Si l’arrêt confirme l’irrégularité de cette assemblée, que se passera-t-il ?

Une autre assemblée sera régulièrement convoquée pour statuer sur les comptes.

 

Comment ferons-nous au cours de cette assemblée pour désigner un nouveau Président de l’association et un nouveau Grand Maître ?

La chose est tout simplement impossible si le règlement intérieur n’est pas réformé comme nous le proposons.

 

Si Monsieur STIFANI ne réunit pas le Souverain Grand Comité nous n’aurons toujours pas de Grand-Maître ni de Président de l’Association puisqu’actuellement cet organe le désigne.

 

Si Monsieur STIFANI décide de le réunir (en supposant qu’il en ait le pouvoir) c’est qu’il est persuadé qu’il sera lui-même désigné à nouveau comme Président de l’Association, sachant qu’il se considère toujours comme le Grand-Maître.

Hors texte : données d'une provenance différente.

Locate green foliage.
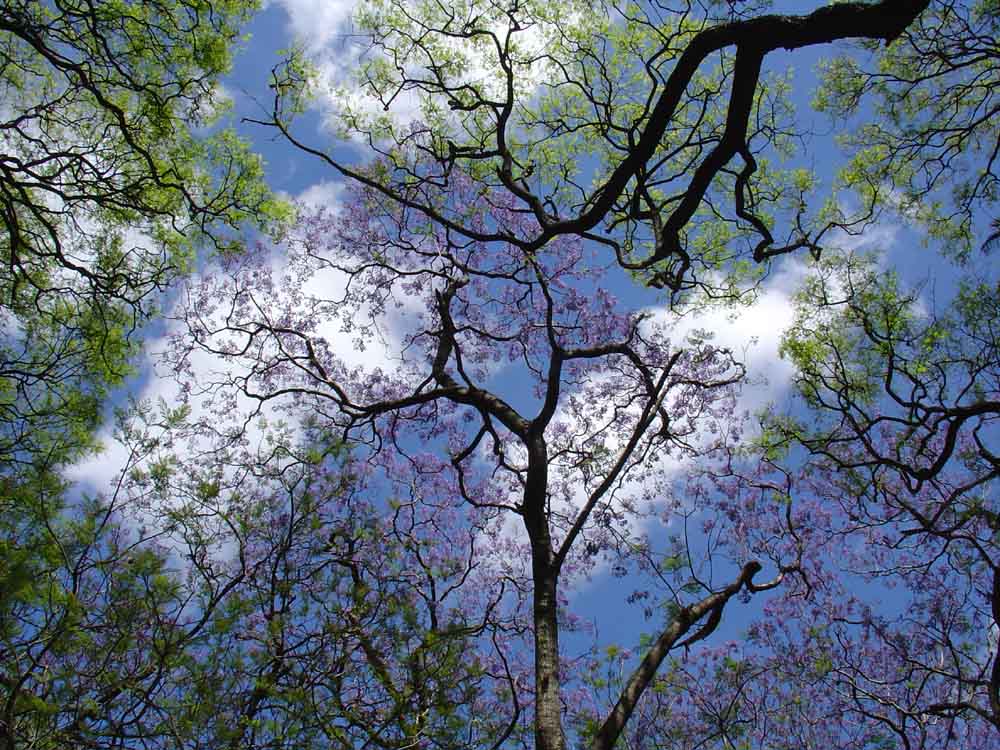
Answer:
[0,0,288,476]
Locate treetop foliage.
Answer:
[0,0,1000,750]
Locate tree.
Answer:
[9,2,997,748]
[160,2,995,748]
[0,0,280,473]
[168,163,794,747]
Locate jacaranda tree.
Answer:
[9,0,1000,750]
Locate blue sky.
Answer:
[71,0,960,668]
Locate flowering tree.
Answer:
[169,167,794,747]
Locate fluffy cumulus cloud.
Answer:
[270,0,357,53]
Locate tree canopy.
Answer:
[0,0,1000,750]
[0,0,278,476]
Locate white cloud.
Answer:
[275,0,357,52]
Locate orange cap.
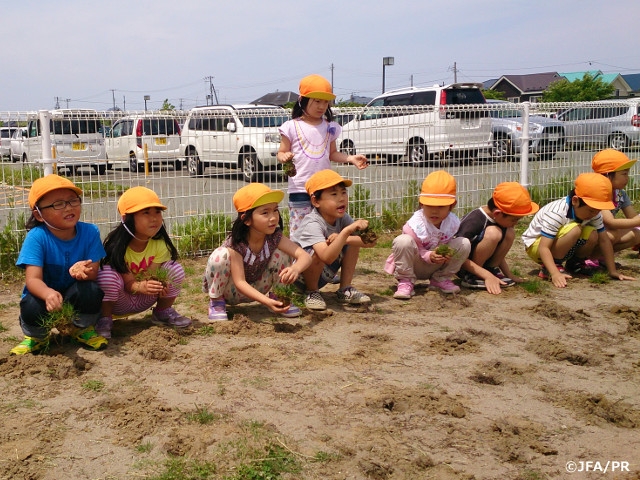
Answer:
[575,173,615,210]
[118,187,167,215]
[591,148,636,173]
[493,182,540,217]
[299,75,336,101]
[29,173,82,210]
[304,169,353,195]
[420,170,456,207]
[233,183,284,212]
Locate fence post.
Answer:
[520,102,531,187]
[38,110,55,176]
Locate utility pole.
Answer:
[204,76,220,105]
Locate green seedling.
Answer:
[42,302,78,335]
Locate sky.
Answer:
[0,0,640,112]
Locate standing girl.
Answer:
[278,75,368,235]
[203,183,311,321]
[10,175,107,355]
[96,187,191,338]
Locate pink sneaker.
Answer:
[393,280,416,300]
[429,278,460,293]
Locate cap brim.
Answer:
[580,197,616,210]
[303,92,336,101]
[614,160,637,172]
[249,190,284,210]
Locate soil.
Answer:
[0,239,640,480]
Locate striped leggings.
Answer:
[98,260,184,315]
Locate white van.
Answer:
[337,83,491,165]
[22,108,107,174]
[181,105,289,182]
[105,113,182,172]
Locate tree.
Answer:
[542,73,615,102]
[482,90,505,100]
[160,98,176,110]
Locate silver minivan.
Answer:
[558,98,640,150]
[337,83,491,165]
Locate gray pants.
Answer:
[392,233,471,283]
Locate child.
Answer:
[10,174,107,355]
[591,148,640,252]
[96,187,191,338]
[456,182,540,294]
[522,173,634,288]
[204,183,311,321]
[277,75,368,235]
[292,170,375,310]
[385,170,471,300]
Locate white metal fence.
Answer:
[0,100,640,274]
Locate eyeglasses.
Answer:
[38,197,82,210]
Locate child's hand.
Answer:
[279,267,299,285]
[551,272,573,288]
[347,155,369,170]
[69,260,93,280]
[44,288,63,312]
[429,250,451,264]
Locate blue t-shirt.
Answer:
[16,222,106,297]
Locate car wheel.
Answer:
[491,135,513,162]
[407,140,427,167]
[340,140,356,155]
[238,150,262,182]
[187,149,204,177]
[129,155,144,172]
[609,133,629,150]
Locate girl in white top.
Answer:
[278,75,368,235]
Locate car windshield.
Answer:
[241,110,287,128]
[50,118,102,135]
[142,118,178,135]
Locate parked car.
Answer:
[337,83,491,165]
[181,105,288,182]
[11,127,27,162]
[487,100,565,161]
[105,113,182,172]
[22,108,107,174]
[0,127,18,159]
[558,98,640,150]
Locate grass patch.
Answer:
[82,380,104,392]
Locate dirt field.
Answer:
[0,237,640,480]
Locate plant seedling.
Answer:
[355,227,378,245]
[282,160,298,179]
[435,243,458,257]
[42,302,78,335]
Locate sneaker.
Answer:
[336,287,371,305]
[151,307,191,328]
[71,327,109,350]
[269,292,302,318]
[304,290,327,310]
[483,267,516,288]
[429,278,460,293]
[393,281,416,300]
[208,298,229,322]
[9,335,49,355]
[565,258,597,277]
[538,263,566,280]
[96,317,113,338]
[460,272,487,289]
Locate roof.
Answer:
[492,72,561,94]
[250,91,299,106]
[622,73,640,92]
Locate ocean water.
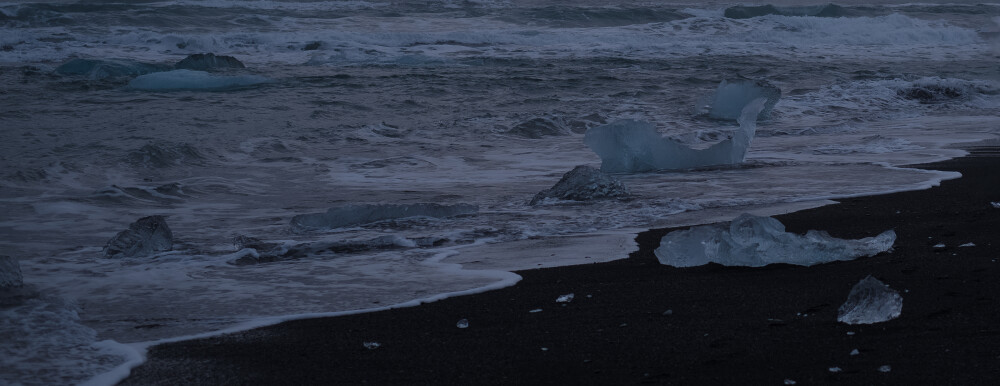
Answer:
[0,0,1000,385]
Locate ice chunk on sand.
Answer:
[529,165,629,205]
[702,78,781,120]
[583,98,766,173]
[291,203,479,232]
[0,256,24,291]
[837,275,903,324]
[174,53,246,71]
[654,214,896,267]
[104,216,174,258]
[128,70,271,91]
[56,59,170,79]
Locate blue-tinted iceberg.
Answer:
[56,59,170,79]
[654,214,896,267]
[0,256,24,291]
[128,70,271,91]
[702,79,781,121]
[104,216,174,258]
[837,275,903,324]
[583,98,767,173]
[291,203,479,232]
[529,165,629,205]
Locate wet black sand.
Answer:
[123,148,1000,385]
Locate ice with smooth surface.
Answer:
[291,203,479,232]
[104,216,174,258]
[530,165,629,205]
[584,98,767,173]
[0,256,24,290]
[654,214,896,267]
[704,78,781,120]
[128,70,271,91]
[837,275,903,324]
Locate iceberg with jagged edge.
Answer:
[128,70,271,91]
[583,98,767,173]
[654,214,896,267]
[291,203,479,232]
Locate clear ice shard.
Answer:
[0,256,24,291]
[128,70,271,91]
[837,275,903,324]
[702,78,781,121]
[291,203,479,232]
[529,165,629,205]
[654,214,896,267]
[583,98,767,173]
[104,216,174,258]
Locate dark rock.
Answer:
[104,216,174,258]
[529,165,630,205]
[174,53,246,71]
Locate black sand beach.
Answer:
[122,148,1000,385]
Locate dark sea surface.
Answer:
[0,0,1000,384]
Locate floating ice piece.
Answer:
[701,78,781,121]
[56,59,170,79]
[837,275,903,324]
[583,98,766,173]
[174,53,246,71]
[723,4,850,19]
[0,256,24,291]
[529,165,629,205]
[654,214,896,267]
[128,70,271,91]
[291,203,479,232]
[104,216,174,258]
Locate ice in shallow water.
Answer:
[837,275,903,324]
[291,203,479,232]
[654,214,896,267]
[584,98,767,173]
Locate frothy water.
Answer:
[0,0,1000,384]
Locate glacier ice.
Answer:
[701,78,781,121]
[104,216,174,258]
[723,4,850,19]
[837,275,903,324]
[0,256,24,291]
[128,70,271,91]
[529,165,629,205]
[56,58,170,79]
[583,98,767,173]
[174,53,246,71]
[291,203,479,232]
[654,214,896,267]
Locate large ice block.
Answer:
[837,275,903,324]
[530,165,629,205]
[291,203,479,232]
[654,214,896,267]
[584,98,767,173]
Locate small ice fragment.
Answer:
[653,214,896,267]
[837,275,903,324]
[556,294,573,303]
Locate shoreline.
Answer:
[121,147,1000,384]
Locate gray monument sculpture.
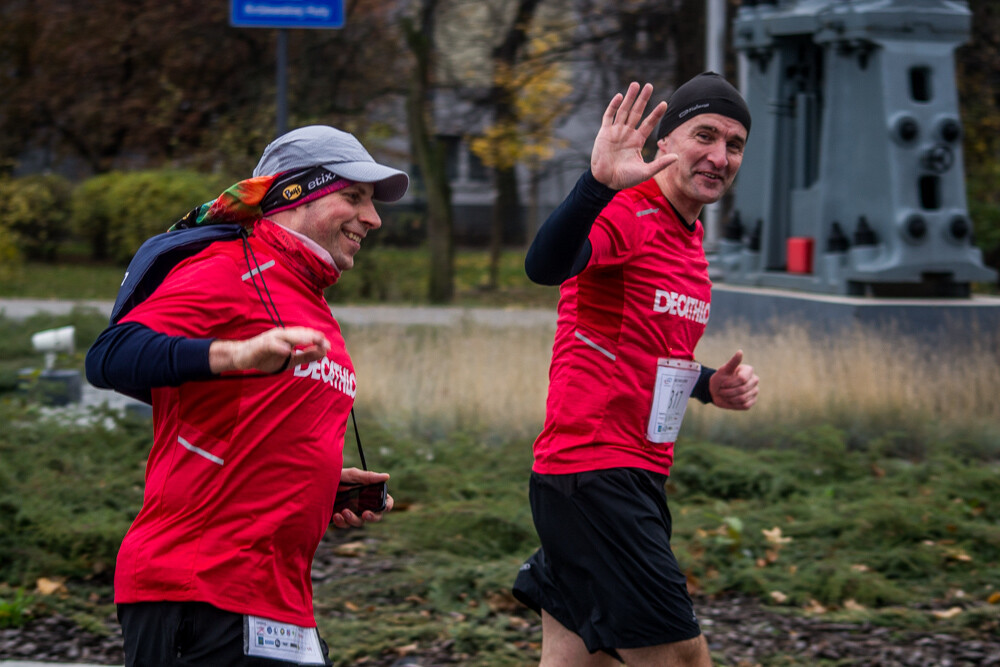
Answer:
[718,0,996,297]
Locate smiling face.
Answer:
[656,113,747,222]
[271,183,382,271]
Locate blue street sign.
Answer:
[229,0,344,28]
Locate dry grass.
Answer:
[347,323,554,439]
[347,324,1000,440]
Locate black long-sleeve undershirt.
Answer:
[86,322,217,404]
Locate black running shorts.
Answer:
[513,468,701,657]
[118,602,332,667]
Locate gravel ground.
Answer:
[0,531,1000,667]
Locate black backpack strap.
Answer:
[111,224,243,324]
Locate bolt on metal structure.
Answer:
[717,0,996,297]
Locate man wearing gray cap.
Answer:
[87,125,409,667]
[513,73,758,667]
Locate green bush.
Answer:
[73,169,231,264]
[72,171,122,260]
[0,174,73,262]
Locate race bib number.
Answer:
[646,359,701,443]
[243,615,326,665]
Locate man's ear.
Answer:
[656,134,672,154]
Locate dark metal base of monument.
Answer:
[708,282,1000,345]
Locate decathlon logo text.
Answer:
[295,357,358,398]
[653,290,710,324]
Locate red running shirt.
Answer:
[115,220,356,627]
[532,180,712,475]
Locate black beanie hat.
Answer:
[656,72,750,141]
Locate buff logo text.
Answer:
[306,172,336,192]
[653,290,711,324]
[677,104,708,118]
[295,357,358,398]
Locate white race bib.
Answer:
[646,359,701,443]
[243,615,326,665]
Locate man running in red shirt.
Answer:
[87,126,409,667]
[514,72,758,667]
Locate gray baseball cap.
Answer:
[253,125,410,202]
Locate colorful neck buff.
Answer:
[168,167,354,231]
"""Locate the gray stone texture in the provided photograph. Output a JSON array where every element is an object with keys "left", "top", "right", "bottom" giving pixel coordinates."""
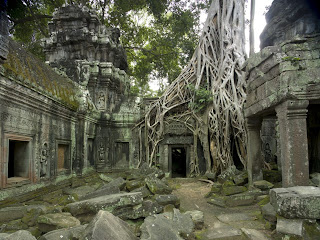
[
  {"left": 270, "top": 186, "right": 320, "bottom": 219},
  {"left": 66, "top": 192, "right": 143, "bottom": 220},
  {"left": 141, "top": 208, "right": 194, "bottom": 240},
  {"left": 145, "top": 176, "right": 172, "bottom": 194},
  {"left": 37, "top": 212, "right": 80, "bottom": 232},
  {"left": 260, "top": 0, "right": 320, "bottom": 48},
  {"left": 80, "top": 211, "right": 137, "bottom": 240},
  {"left": 0, "top": 230, "right": 36, "bottom": 240},
  {"left": 39, "top": 225, "right": 87, "bottom": 240}
]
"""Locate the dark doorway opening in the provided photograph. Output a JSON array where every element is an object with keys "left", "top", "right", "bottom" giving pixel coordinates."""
[
  {"left": 171, "top": 147, "right": 187, "bottom": 178},
  {"left": 232, "top": 143, "right": 244, "bottom": 170},
  {"left": 8, "top": 140, "right": 29, "bottom": 178},
  {"left": 307, "top": 104, "right": 320, "bottom": 174}
]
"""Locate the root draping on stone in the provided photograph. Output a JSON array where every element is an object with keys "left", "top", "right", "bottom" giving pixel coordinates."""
[{"left": 139, "top": 0, "right": 246, "bottom": 175}]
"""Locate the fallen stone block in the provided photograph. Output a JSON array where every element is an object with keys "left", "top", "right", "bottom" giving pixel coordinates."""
[
  {"left": 145, "top": 176, "right": 172, "bottom": 194},
  {"left": 140, "top": 209, "right": 194, "bottom": 240},
  {"left": 37, "top": 212, "right": 80, "bottom": 232},
  {"left": 0, "top": 205, "right": 48, "bottom": 223},
  {"left": 66, "top": 192, "right": 143, "bottom": 220},
  {"left": 253, "top": 180, "right": 274, "bottom": 191},
  {"left": 80, "top": 211, "right": 137, "bottom": 240},
  {"left": 221, "top": 186, "right": 247, "bottom": 196},
  {"left": 79, "top": 184, "right": 120, "bottom": 200},
  {"left": 112, "top": 200, "right": 163, "bottom": 220},
  {"left": 224, "top": 193, "right": 255, "bottom": 207},
  {"left": 156, "top": 194, "right": 180, "bottom": 208},
  {"left": 233, "top": 172, "right": 248, "bottom": 186},
  {"left": 241, "top": 228, "right": 269, "bottom": 240},
  {"left": 270, "top": 186, "right": 320, "bottom": 219},
  {"left": 132, "top": 186, "right": 152, "bottom": 198},
  {"left": 276, "top": 217, "right": 305, "bottom": 237},
  {"left": 261, "top": 203, "right": 277, "bottom": 223},
  {"left": 185, "top": 210, "right": 204, "bottom": 230},
  {"left": 204, "top": 227, "right": 245, "bottom": 240},
  {"left": 39, "top": 225, "right": 87, "bottom": 240},
  {"left": 126, "top": 179, "right": 145, "bottom": 192},
  {"left": 63, "top": 186, "right": 96, "bottom": 199},
  {"left": 218, "top": 165, "right": 239, "bottom": 183}
]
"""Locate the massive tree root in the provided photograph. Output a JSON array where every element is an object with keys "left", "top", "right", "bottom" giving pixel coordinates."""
[{"left": 140, "top": 0, "right": 246, "bottom": 174}]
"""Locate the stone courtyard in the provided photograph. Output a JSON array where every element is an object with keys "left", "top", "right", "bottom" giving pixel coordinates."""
[{"left": 0, "top": 0, "right": 320, "bottom": 240}]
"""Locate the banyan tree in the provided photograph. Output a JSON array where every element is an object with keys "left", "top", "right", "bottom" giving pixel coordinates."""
[{"left": 140, "top": 0, "right": 246, "bottom": 175}]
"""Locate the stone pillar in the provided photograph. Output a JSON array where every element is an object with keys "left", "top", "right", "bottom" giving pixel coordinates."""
[
  {"left": 246, "top": 118, "right": 263, "bottom": 185},
  {"left": 276, "top": 100, "right": 309, "bottom": 187}
]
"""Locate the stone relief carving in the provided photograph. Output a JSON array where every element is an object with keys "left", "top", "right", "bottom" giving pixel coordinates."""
[
  {"left": 97, "top": 91, "right": 106, "bottom": 110},
  {"left": 40, "top": 142, "right": 48, "bottom": 177},
  {"left": 98, "top": 143, "right": 105, "bottom": 164}
]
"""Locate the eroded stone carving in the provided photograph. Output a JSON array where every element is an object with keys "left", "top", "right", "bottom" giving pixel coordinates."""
[{"left": 40, "top": 142, "right": 48, "bottom": 177}]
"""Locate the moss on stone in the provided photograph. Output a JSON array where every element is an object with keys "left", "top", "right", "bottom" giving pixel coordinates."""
[
  {"left": 1, "top": 40, "right": 79, "bottom": 110},
  {"left": 258, "top": 195, "right": 270, "bottom": 207}
]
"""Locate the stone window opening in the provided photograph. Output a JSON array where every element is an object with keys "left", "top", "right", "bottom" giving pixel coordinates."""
[
  {"left": 7, "top": 140, "right": 30, "bottom": 183},
  {"left": 0, "top": 133, "right": 35, "bottom": 188},
  {"left": 171, "top": 146, "right": 187, "bottom": 178},
  {"left": 307, "top": 104, "right": 320, "bottom": 174}
]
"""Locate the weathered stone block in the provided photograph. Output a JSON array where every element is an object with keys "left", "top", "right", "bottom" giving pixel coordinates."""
[
  {"left": 140, "top": 209, "right": 194, "bottom": 240},
  {"left": 185, "top": 210, "right": 204, "bottom": 230},
  {"left": 221, "top": 186, "right": 247, "bottom": 196},
  {"left": 80, "top": 211, "right": 137, "bottom": 240},
  {"left": 0, "top": 230, "right": 36, "bottom": 240},
  {"left": 126, "top": 179, "right": 145, "bottom": 192},
  {"left": 39, "top": 225, "right": 87, "bottom": 240},
  {"left": 37, "top": 212, "right": 80, "bottom": 232},
  {"left": 66, "top": 192, "right": 143, "bottom": 220},
  {"left": 156, "top": 194, "right": 180, "bottom": 207},
  {"left": 145, "top": 176, "right": 172, "bottom": 194},
  {"left": 253, "top": 180, "right": 274, "bottom": 191},
  {"left": 225, "top": 193, "right": 255, "bottom": 207},
  {"left": 261, "top": 203, "right": 277, "bottom": 222},
  {"left": 270, "top": 186, "right": 320, "bottom": 219}
]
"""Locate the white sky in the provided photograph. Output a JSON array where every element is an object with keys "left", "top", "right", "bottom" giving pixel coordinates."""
[{"left": 149, "top": 0, "right": 273, "bottom": 91}]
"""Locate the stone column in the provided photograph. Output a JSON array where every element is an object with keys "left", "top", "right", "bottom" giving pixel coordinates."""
[
  {"left": 246, "top": 118, "right": 263, "bottom": 185},
  {"left": 276, "top": 100, "right": 309, "bottom": 187}
]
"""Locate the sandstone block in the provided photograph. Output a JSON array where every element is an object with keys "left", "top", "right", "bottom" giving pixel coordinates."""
[{"left": 270, "top": 186, "right": 320, "bottom": 219}]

Ainsi, même si l’arrêt de la Cour d’Appel nous est favorable rien ne sera réglé.

 

Cela les initiateurs de l’ULRF le savent parfaitement.

 

C’est pourquoi l’ULRF s’est créée, officiellement pour lutter contre l’actuelle gouvernance mais réellement pour fédérer ses troupes à l’effet de créer une nouvelle Obédience.

 

Cette Obédience ne recouvrera pas la reconnaissance de la Grande Loge Unie d’Angleterre ni des autres Grandes Loges du Monde.

 

Cette nouvelle Obédience n’obtiendra jamais que l’ancienne lui transmette tout ou partie des actifs immobiliers dans lesquels nous pratiquons nos travaux.

Ainsi, environ 5 000 frères de l’ULRF seront-ils regroupés dans une Obédience non reconnue, voire irrégulière, dès le départ financièrement exsangue et sans le moindreTemple à leur disposition.

Le voulons-nous ?

En aucun cas !

 

Soyez sûr et nous en faisons avec vous le pari, qu’aux alentours du mois de mars 2012, les initiateurs de l’ULRF constateront que rien ne peut être changé à l’intérieur de la G.N.L.F et qu’il faut la quitter.

Ceci a été planifié, prémédité, organisé.

 

Mais aujourd’hui les initiateurs de l’ULRF (qui se distinguent de ses membres dont la sincérité et la bonne foi ne sont pas en cause) rencontrent sur leur chemin la seule force susceptible de contrecarrer leur plan : l’initiative du COLLECTIF NI SCISSION NI SOUMISSION.

 

En effet, si, grâce à cette initiative tout est réglé lors de la prochaine assemblée générale, l’ULRF perdra immédiatement sa raison d’exister.

Dès lors il n’est pas étonnant qu’elle traite notre action par le mépris pour dissuader les Frères de s’y associer.

Et bien nous vous disons qu’ils s’y associeront :

- parce que la solution que nous offrons est celle de l'efficacité et de la simplicité,

- parce que malgré les tragédies que nous vivons ils sont tous attachés à la G.N.L.F,

- parce qu’ils veulent au plus vite reformer avec nos frères étrangers l’universelle chaîne d’union,

- parce qu’ils ne veulent plus être manipulés par quiconque,

- parce qu’ils ne supportent plus le « bla bla » incessant et crasseux autant qu’inefficace qui nous avilit tous depuis près de deux ans,

- parce qu’en toute liberté de conscience, en ne prenant conseil que d’eux-mêmes, ils sont bien sûr capables de se déterminer sans pression ni contrainte et d’apprécier avec le bon sens qui les caractérise les chances du succès de l’action proposée.

 

Nous sommes la troisième voie, 

 celle qui s’imposera parce qu’elle est légitime.